Wednesday, November 10, 2010

China's Environmental Woes Are Diverse, Numerous, and Mighty

For anyone that isn't as aware of China issues as I am, China has some serious environmental problems.

Dai Qing is one of the main spokespeople as to the environmental disaster that is contemporary China, and although she is most famous for her activism against the Three Gorges Dam, she seems to be widely knowledgeable about other environmental issues in China as well. She was recently profiled at The Globe and Mail, and the quotes taken from her pretty much give a accurate brief overview of China's current environmental situation:
The cost includes environmental devastation on a massive scale. Eighty per cent of the country’s rivers and lakes are drying up, she says. Sixty per cent of the water in seven major river systems is unsuitable for human contact. A third of the land is contaminated by acid rain. Two-thirds of the grassland have become desertified, and most of the forest is gone. Forty per cent of the arable land has been degraded by fertilizers and pesticides. Of the world’s 20 most polluted cities, 16 are in China.
Although there is little doubt among the general public that this disaster is a result of China's hyper-speed modernization and industrialization, academics and China hands are often aware that one of the most influential men of the 20th century (who happened to have one of the highest kill counts too, although I think Stalin and Hitler get more air-time in the U.S.) also had a decent role to play in raping and pillaging the lands of China.



Although the environmental catastrophe of modern China is fairly widely known and felt (even California suffers as a result), the origins of this situation well predate the founding of the P.R.C. in 1949. In a paper titled The Environmental Legacy of Imperial China Mark Elvin lays out some of the environmental challenges that Imperial China faced. Although I have not read it (yet!), Elvin apparently goes into far more detail in his book on the environmental history of China.
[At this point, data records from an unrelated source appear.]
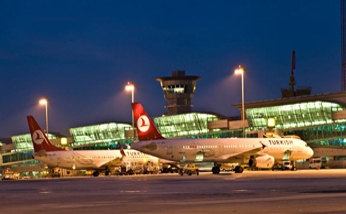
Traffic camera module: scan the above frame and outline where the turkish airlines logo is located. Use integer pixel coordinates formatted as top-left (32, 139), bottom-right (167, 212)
top-left (137, 115), bottom-right (150, 132)
top-left (32, 130), bottom-right (44, 145)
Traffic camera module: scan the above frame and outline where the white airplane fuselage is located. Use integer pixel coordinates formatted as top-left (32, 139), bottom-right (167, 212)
top-left (131, 138), bottom-right (313, 162)
top-left (34, 149), bottom-right (158, 169)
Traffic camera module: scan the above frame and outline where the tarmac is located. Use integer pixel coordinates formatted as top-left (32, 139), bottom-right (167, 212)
top-left (0, 169), bottom-right (346, 214)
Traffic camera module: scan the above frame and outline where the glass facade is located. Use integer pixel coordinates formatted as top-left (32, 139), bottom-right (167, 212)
top-left (154, 113), bottom-right (219, 138)
top-left (246, 101), bottom-right (346, 147)
top-left (2, 100), bottom-right (346, 171)
top-left (70, 123), bottom-right (132, 149)
top-left (246, 101), bottom-right (346, 129)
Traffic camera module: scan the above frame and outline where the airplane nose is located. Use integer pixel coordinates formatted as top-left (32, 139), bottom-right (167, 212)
top-left (131, 142), bottom-right (141, 151)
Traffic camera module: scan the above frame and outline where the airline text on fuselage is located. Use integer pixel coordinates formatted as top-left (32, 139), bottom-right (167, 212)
top-left (268, 140), bottom-right (293, 146)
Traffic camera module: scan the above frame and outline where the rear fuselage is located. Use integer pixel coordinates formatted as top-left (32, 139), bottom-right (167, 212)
top-left (131, 138), bottom-right (313, 162)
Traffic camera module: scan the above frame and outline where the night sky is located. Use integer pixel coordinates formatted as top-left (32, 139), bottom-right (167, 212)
top-left (0, 0), bottom-right (341, 137)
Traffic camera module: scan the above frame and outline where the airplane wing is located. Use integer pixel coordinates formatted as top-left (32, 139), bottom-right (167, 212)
top-left (216, 144), bottom-right (265, 162)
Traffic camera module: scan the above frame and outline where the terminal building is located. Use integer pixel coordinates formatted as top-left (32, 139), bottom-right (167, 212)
top-left (0, 71), bottom-right (346, 177)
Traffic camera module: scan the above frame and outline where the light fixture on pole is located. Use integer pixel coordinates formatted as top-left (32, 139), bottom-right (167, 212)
top-left (125, 82), bottom-right (136, 129)
top-left (39, 98), bottom-right (48, 137)
top-left (234, 65), bottom-right (245, 138)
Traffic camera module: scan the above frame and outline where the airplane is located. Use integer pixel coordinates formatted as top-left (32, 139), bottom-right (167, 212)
top-left (27, 116), bottom-right (159, 177)
top-left (131, 102), bottom-right (313, 174)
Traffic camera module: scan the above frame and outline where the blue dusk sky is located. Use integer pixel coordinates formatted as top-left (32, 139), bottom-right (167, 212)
top-left (0, 0), bottom-right (341, 137)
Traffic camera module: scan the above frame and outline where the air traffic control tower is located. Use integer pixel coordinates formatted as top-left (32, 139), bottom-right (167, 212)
top-left (156, 70), bottom-right (201, 115)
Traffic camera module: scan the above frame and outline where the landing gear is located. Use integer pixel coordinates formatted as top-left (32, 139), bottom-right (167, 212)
top-left (93, 170), bottom-right (100, 177)
top-left (211, 166), bottom-right (220, 174)
top-left (234, 166), bottom-right (244, 173)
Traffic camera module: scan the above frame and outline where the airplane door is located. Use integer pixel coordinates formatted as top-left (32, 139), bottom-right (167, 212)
top-left (219, 143), bottom-right (224, 157)
top-left (282, 150), bottom-right (292, 160)
top-left (56, 155), bottom-right (61, 165)
top-left (167, 142), bottom-right (173, 155)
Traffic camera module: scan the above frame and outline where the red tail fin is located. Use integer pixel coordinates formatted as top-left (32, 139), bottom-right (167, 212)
top-left (119, 144), bottom-right (126, 158)
top-left (132, 103), bottom-right (165, 140)
top-left (27, 116), bottom-right (65, 152)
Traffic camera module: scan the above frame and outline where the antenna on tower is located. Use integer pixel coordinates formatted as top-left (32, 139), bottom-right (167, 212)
top-left (281, 51), bottom-right (311, 98)
top-left (290, 51), bottom-right (296, 96)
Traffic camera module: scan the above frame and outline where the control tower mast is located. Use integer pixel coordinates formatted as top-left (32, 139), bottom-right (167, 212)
top-left (340, 0), bottom-right (346, 91)
top-left (156, 70), bottom-right (201, 115)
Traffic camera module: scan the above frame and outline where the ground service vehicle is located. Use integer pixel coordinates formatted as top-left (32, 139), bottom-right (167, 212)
top-left (180, 164), bottom-right (199, 176)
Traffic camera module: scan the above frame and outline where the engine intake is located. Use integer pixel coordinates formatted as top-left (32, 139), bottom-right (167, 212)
top-left (249, 155), bottom-right (275, 169)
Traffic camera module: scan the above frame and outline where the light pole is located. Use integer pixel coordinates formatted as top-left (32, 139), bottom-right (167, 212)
top-left (39, 98), bottom-right (48, 137)
top-left (125, 82), bottom-right (136, 130)
top-left (234, 65), bottom-right (245, 138)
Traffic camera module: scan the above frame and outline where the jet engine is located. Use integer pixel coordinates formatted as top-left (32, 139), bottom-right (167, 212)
top-left (249, 155), bottom-right (275, 169)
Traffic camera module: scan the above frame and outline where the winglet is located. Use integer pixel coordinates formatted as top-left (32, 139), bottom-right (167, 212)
top-left (119, 144), bottom-right (126, 158)
top-left (260, 141), bottom-right (267, 149)
top-left (27, 116), bottom-right (65, 153)
top-left (132, 103), bottom-right (165, 141)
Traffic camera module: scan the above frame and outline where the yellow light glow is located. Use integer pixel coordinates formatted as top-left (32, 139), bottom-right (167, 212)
top-left (60, 137), bottom-right (67, 146)
top-left (125, 82), bottom-right (135, 91)
top-left (267, 118), bottom-right (276, 128)
top-left (234, 65), bottom-right (245, 74)
top-left (39, 98), bottom-right (48, 105)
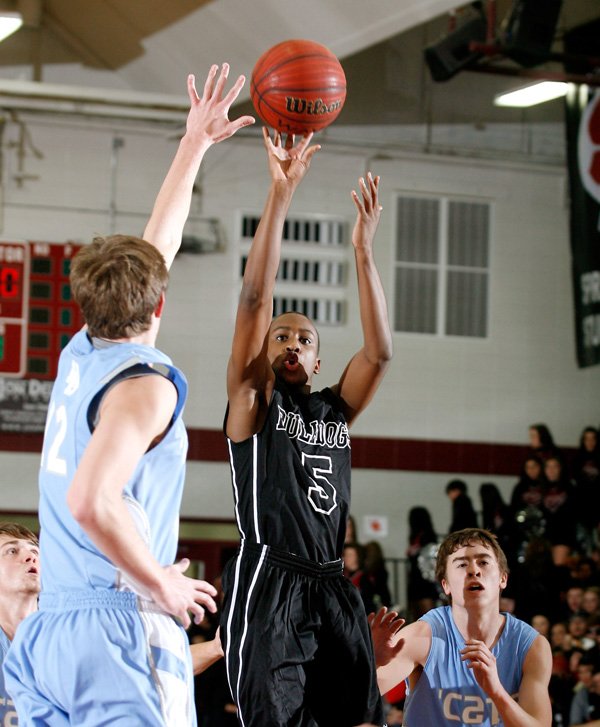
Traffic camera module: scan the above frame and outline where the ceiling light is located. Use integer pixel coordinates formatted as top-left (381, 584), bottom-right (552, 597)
top-left (0, 10), bottom-right (23, 41)
top-left (494, 81), bottom-right (569, 108)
In other recent news that I have seen concerning China's environment, In the capital of the southern province of Guangdong, the government officials apparently are doing everything they can in order to clean things up for the 2010 Asian Games, the biggest multi-sporting event in the world after the Olympics. In the China Daily (a newspaper owned by the Communist Party of China, and often seen as the official mouthpiece of the P.R.C. government), a professor of the Chinese Academy of Agricultural Sciences (CAAS) claimed that a "5 to 10 percent crop loss is foreseeable by 2030 if climate change continues." He also states that the production of "rice, wheat and corn may suffer a 37 percent decline." A Greenpeace report on food security in China make the claim that China may lack a sufficient food supply for its population by 2030, and "loss of arable land and water scarcity will cut China's overall food production by up to 23 percent by 2050." Food concerns may be an increasing problem in the coming decades for China if climate change really does affect East Asia in the way that it has been predicted:
Credit where credit is due: I got the image from Sean Bennett, but I do not know where it is originally from.
However, the world need not fear climate change: We can save most of the world by blowing up select portion of it! Well... kind of. Apparently volcanic explosions have the effect of lowering global temperatures,

and through "geoengineering interventions" human beings could replicate similar effects. At least that is what a recent piece over at the Yale Global Online says. It could be an ingenious way to re-balance an over-heated planet, but it would be treating the symptoms (global warming) rather than the root of the problem (a civilization which is highly dependent of emitting toxic substances). I am also concerned about the possibilities of human being tampering with things that are incredibly complicated and effectively unpredictable. However, I would have to do loads more research on geoengineering and its possible uses to mitigate climate change before forming an educated opinion. For now I will just categorize it away in my brain as an interesting, novel, and potentially disastrous or wondrous method of destroying or saving humanity.


On a lighter note, here is a page I found about dancing presidents. Sometimes I have trouble believing that the brilliant minds who write for FP also put up such goofy things as that. But that is nothing compared to the most sex-ready Obama that you have ever seen (unless you are Michelle Obama). I had no idea he was such a sought after "partner" in China.

EDIT: Another China environment story in the CSM about a city that is trying to get clean.